A first group consists of roughly 20 courses considered by almost three fourths of the student and faculty respondents to conform to the ideals of general education. [See chart of survey results on page 5.]

The survey indicated a second group of 18 courses that approximately one-fourth of the respondents wished to see listed under general education.

Mixed Opinions

A third group contains 76 courses over which respondents were evenly split as to their appropriateness for Gen Ed.

Pipkin said yesterday the large size of the second and third groups shows that "most of the courses listed under Gen Ed probably don't belong there."

Pipkin undertook the survey to provide information for the upcoming faculty debate on the report released last fall of the Task Force on the Core Curriculum.

The task force, chaired by James Q. Wilson, Shattuck Professor of Government, stated that there is "a vague commitment to the general education but great uncertainty as to what that commitment implies or of what general education consists."

The Faculty is now beginning to consider the task force's proposal to give structure to Gen Ed by creating a more clearly defined core curriculum containing courses in eight definite subject areas.

Wilson said last week that the debate on this proposal will center around the Faculty's discussion of what the term "general education" means.

Pipkin said yesterday that, while the survey found there was no consensus on whether the majority of current Gen Ed courses are suitable to fill Gen Ed requirements, the fact that a small number of courses were judged appropriate by most respondents is evidence that most people share similar views on what general education should be.

Pipkin said that if he were to select courses for a program of general education he would start with the present courses that over 75 per cent judged were correctly placed under the Gen Ed heading.
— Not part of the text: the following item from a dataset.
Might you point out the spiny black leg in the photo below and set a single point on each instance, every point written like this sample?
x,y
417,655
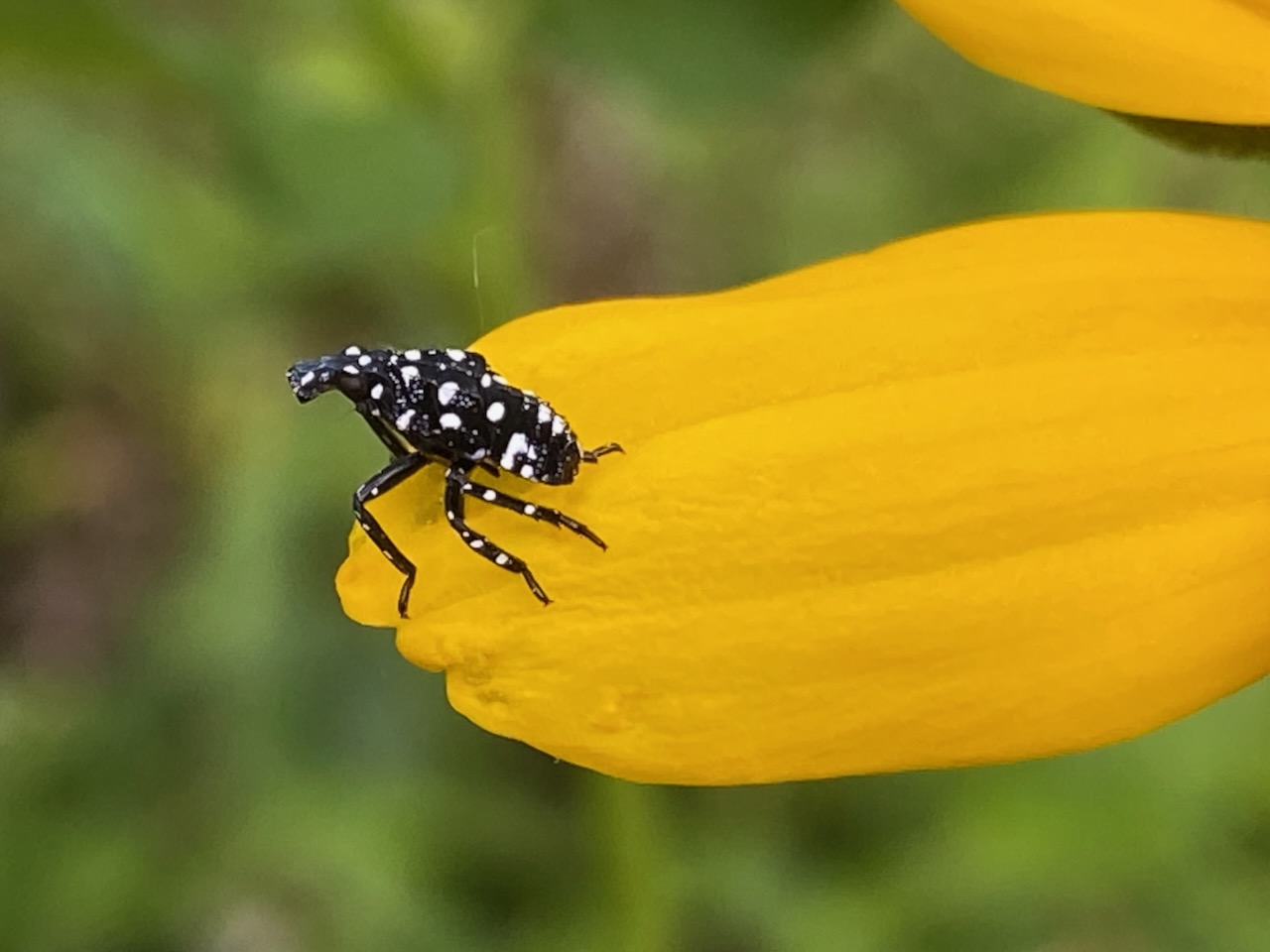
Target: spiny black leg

Pipkin circulated his survey last month to 100 faculty members, to instructors of Gen Ed courses, and to students on various committees in the University. The survey consisted of a questionnaire which listed all Gen Ed courses and asked people to classify them as "appropriate for general education" or as to fit them into three other non-Gen Ed categories.

One problem with the survey, Pipkin said yesterday, is that respondents judged the courses primarily on the basis of course descriptions in the catalogue. As a result, some courses that have a conceptual approach to subject matter which is proper for Gen Ed but that have a catalogue listing which describes a specialized field may be judged inappropriate, Pipkin said.

The Task Force on the Core Curriculum is one of seven task forces appointed by Dean Rosovsky to review undergraduate education at Harvard.

Three task forces have already issued reports--on core curriculum, concentrations and college life.

Charles P. Whitlock, coordinator of the task forces and associate dean of the Faculty for special projects, said Thursday that the Task Forces on Composition of the Student Body and Pedagogical Improvement will release reports in March.

The advising and counseling task force will likely report later this spring, and the educational resources task force may be delayed until next fall, Whitlock said.